Submitted to: Journal of Visualized Experiments
Publication Type: Peer Reviewed Journal
Publication Acceptance Date: 5/28/2015
Publication Date: 12/22/2015
Publication URL: http://doi:10-3791/53398
Citation: Arias De Ares, R.S., Dang, P.M., Sobolev, V. 2015. RNAi-mediated control of aflatoxins in peanut: Method to analyze mycotoxin production and transgene expression in the peanut/Aspergillus pathosystem. Journal of Visualized Experiments. Issue 106:e53398.
Interpretive Summary: This method allows analyze aflatoxins and gene expression in peanut seeds that harbor RNA-interference (RNAi) signals for silencing aflatoxin-synthesis genes in the fungus Aspergillus flavus. Plant-RNAi-mediated control of mycotoxins has not been done before, thus, the physiology, chemistry, detection methods, and most importantly the sample size need to be considered.
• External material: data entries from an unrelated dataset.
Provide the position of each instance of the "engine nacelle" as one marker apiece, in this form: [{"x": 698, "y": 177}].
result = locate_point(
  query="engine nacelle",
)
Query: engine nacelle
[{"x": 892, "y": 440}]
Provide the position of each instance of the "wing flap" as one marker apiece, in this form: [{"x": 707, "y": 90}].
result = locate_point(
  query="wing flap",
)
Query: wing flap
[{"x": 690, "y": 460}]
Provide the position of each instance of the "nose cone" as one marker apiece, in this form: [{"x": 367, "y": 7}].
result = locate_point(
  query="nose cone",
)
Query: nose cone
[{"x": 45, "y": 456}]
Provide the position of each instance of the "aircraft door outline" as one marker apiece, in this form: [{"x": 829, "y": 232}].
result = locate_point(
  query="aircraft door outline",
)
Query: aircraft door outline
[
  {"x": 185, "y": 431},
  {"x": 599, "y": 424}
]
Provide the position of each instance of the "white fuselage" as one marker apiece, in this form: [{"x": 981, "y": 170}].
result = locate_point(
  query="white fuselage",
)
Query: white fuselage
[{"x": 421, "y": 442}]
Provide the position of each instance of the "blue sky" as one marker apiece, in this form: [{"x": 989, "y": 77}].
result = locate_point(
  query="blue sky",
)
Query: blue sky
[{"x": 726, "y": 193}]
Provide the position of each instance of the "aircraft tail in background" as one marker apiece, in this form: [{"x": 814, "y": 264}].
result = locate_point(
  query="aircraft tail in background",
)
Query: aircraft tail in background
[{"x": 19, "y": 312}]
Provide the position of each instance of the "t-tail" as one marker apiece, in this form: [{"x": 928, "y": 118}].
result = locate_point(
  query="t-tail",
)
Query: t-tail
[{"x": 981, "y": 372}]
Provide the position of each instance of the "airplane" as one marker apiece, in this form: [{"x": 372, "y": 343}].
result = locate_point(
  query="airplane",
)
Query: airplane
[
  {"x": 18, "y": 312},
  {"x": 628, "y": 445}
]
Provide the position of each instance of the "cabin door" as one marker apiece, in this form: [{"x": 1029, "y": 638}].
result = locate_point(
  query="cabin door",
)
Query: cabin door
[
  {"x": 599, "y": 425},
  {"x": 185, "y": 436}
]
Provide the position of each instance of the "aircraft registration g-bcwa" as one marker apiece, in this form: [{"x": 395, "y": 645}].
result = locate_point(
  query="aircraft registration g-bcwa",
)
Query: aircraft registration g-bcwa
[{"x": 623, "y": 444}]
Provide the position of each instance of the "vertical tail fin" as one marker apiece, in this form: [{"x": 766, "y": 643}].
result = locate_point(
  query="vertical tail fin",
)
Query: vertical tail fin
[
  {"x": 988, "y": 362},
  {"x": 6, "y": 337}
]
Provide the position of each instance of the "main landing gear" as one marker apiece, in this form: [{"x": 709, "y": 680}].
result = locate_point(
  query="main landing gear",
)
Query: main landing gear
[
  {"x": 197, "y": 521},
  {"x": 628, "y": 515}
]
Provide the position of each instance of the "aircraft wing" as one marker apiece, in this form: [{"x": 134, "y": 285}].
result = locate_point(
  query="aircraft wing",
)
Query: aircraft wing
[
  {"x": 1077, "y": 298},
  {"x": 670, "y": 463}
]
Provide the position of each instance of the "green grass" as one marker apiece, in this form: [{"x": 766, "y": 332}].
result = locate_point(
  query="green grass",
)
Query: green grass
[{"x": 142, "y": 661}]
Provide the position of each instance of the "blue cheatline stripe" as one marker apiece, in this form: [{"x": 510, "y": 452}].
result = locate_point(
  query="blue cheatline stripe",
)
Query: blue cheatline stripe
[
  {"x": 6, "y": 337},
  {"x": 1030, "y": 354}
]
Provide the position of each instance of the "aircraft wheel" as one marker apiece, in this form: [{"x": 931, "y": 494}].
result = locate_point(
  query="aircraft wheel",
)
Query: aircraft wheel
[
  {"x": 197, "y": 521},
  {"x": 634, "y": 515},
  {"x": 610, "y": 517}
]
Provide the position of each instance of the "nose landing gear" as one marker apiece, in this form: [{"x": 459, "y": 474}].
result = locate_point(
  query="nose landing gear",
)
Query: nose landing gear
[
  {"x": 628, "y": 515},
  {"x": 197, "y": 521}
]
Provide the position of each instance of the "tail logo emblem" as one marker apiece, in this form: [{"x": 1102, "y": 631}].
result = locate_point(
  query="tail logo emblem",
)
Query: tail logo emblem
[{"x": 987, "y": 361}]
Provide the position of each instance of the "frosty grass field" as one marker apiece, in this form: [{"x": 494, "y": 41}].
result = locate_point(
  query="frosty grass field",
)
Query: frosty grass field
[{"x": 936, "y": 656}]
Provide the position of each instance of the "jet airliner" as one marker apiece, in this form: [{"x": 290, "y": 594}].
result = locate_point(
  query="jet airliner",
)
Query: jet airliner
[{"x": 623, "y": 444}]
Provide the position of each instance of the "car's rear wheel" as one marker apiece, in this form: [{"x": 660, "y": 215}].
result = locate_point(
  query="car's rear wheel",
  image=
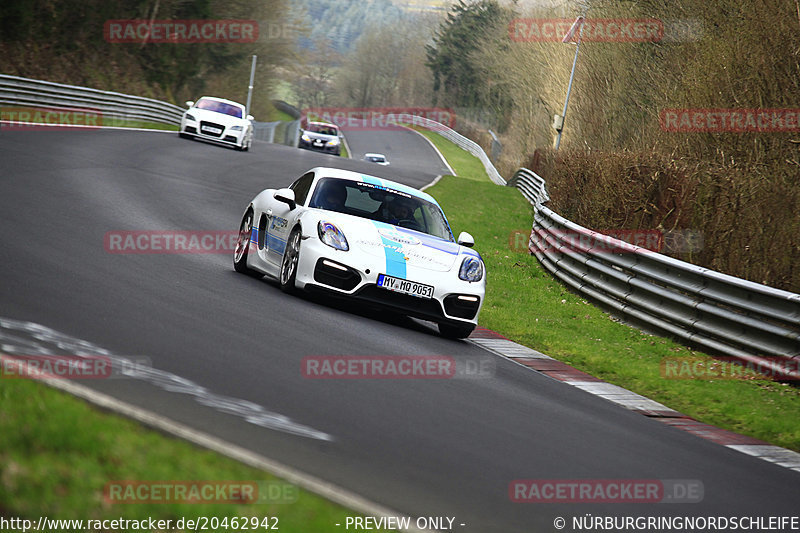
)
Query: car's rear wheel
[
  {"x": 456, "y": 331},
  {"x": 243, "y": 247},
  {"x": 291, "y": 258}
]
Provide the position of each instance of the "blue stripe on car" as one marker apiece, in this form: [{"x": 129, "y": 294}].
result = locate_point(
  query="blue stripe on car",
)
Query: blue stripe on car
[{"x": 395, "y": 260}]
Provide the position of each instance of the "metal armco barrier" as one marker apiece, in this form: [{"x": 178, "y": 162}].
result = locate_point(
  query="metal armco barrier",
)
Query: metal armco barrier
[
  {"x": 752, "y": 322},
  {"x": 24, "y": 92}
]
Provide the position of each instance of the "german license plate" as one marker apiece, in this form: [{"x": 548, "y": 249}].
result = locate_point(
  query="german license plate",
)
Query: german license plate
[{"x": 404, "y": 286}]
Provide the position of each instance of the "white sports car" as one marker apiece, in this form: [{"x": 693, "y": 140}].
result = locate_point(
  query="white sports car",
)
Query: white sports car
[
  {"x": 218, "y": 120},
  {"x": 367, "y": 238}
]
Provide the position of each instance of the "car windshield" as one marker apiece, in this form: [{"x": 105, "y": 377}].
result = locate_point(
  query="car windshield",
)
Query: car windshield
[
  {"x": 323, "y": 129},
  {"x": 219, "y": 107},
  {"x": 382, "y": 204}
]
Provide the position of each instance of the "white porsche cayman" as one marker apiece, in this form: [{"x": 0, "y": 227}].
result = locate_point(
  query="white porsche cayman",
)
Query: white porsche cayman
[
  {"x": 367, "y": 238},
  {"x": 218, "y": 120}
]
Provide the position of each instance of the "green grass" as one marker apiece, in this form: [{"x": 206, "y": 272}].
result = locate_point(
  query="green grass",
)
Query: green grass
[
  {"x": 57, "y": 454},
  {"x": 119, "y": 123},
  {"x": 527, "y": 305}
]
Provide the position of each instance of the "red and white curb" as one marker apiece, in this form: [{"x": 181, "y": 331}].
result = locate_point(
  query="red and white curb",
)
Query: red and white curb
[{"x": 544, "y": 364}]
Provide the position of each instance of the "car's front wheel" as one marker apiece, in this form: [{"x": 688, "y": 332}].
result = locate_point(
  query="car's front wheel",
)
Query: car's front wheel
[
  {"x": 291, "y": 258},
  {"x": 456, "y": 331},
  {"x": 243, "y": 247}
]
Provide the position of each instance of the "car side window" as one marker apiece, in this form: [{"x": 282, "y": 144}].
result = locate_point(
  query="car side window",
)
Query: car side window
[{"x": 301, "y": 187}]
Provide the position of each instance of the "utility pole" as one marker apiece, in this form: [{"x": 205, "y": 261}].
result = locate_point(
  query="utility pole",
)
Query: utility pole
[{"x": 250, "y": 87}]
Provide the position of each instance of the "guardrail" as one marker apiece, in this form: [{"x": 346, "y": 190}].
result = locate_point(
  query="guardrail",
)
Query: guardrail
[
  {"x": 25, "y": 92},
  {"x": 457, "y": 139},
  {"x": 752, "y": 322}
]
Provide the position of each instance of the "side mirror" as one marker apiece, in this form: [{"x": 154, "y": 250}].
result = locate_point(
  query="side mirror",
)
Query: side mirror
[
  {"x": 286, "y": 196},
  {"x": 465, "y": 239}
]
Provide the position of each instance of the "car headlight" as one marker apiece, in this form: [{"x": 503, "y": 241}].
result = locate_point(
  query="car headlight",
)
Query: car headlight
[
  {"x": 332, "y": 236},
  {"x": 471, "y": 269}
]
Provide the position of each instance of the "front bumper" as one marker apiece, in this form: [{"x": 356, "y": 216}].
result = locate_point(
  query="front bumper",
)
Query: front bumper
[{"x": 323, "y": 269}]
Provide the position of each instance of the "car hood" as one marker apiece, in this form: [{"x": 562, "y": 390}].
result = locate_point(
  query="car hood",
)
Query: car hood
[{"x": 399, "y": 246}]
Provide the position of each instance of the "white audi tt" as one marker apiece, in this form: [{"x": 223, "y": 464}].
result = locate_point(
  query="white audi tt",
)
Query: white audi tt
[
  {"x": 367, "y": 238},
  {"x": 218, "y": 120}
]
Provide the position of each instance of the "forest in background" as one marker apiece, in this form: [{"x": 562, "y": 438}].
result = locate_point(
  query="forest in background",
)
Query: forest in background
[{"x": 63, "y": 41}]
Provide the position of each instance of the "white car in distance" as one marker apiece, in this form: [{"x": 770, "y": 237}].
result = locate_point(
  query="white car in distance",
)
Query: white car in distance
[
  {"x": 218, "y": 120},
  {"x": 376, "y": 158}
]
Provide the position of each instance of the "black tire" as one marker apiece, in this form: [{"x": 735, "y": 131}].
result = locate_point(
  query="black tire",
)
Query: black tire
[
  {"x": 243, "y": 247},
  {"x": 455, "y": 331},
  {"x": 291, "y": 258}
]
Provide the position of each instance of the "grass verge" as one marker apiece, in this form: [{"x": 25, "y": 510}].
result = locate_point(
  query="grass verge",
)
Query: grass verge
[
  {"x": 527, "y": 305},
  {"x": 58, "y": 454}
]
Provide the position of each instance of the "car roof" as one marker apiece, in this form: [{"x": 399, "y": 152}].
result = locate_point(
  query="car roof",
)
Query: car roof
[
  {"x": 328, "y": 172},
  {"x": 223, "y": 100}
]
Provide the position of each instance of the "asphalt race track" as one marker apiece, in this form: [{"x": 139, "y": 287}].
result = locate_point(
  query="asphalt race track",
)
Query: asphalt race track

Technical Abstract: The Food and Agriculture Organization of the United Nations estimates that 25% of the food crops in the world are contaminated with aflatoxins. That represents 100 million tons of food being destroyed or diverted to non-human consumption each year. Aflatoxins are powerful carcinogens normally accumulated by the fungi Aspergillus flavus and Aspergillus parasiticus in cereals, nuts, root crops and other agricultural products. We have used for the first time the silencing of aflatoxin-synthesis genes by RNA interference (RNAi) in peanut plants to control aflatoxin accumulation. Thus, no method existed to analyze the effectiveness of RNAi against aflatoxins. Peanut plants from individual transgenic events usually produce few seeds. Therefore, field testing hundreds of plants in the field under aflatoxin-conducive conditions was not an option, since the probability of finding naturally contaminated seeds can be from one in a hundred to one in a thousand, and these mycotoxins are not normally distributed. Given the limited seed supply from individual RNAi plants, we developed a method to minimize the number of tested seeds per transgenic event coupled with a high-sensitivity assay, allowing analysis of small seed pieces for gene expression by real-time PCR (RT-PCR), small RNA sequencing, and for aflatoxin accumulation by ultra-performance liquid chromatography (UPLC). Solving the aflatoxin problem in crops would be equivalent to increase food production by millions of tons that could be safely consumed instead of being discarded or diverted to other uses.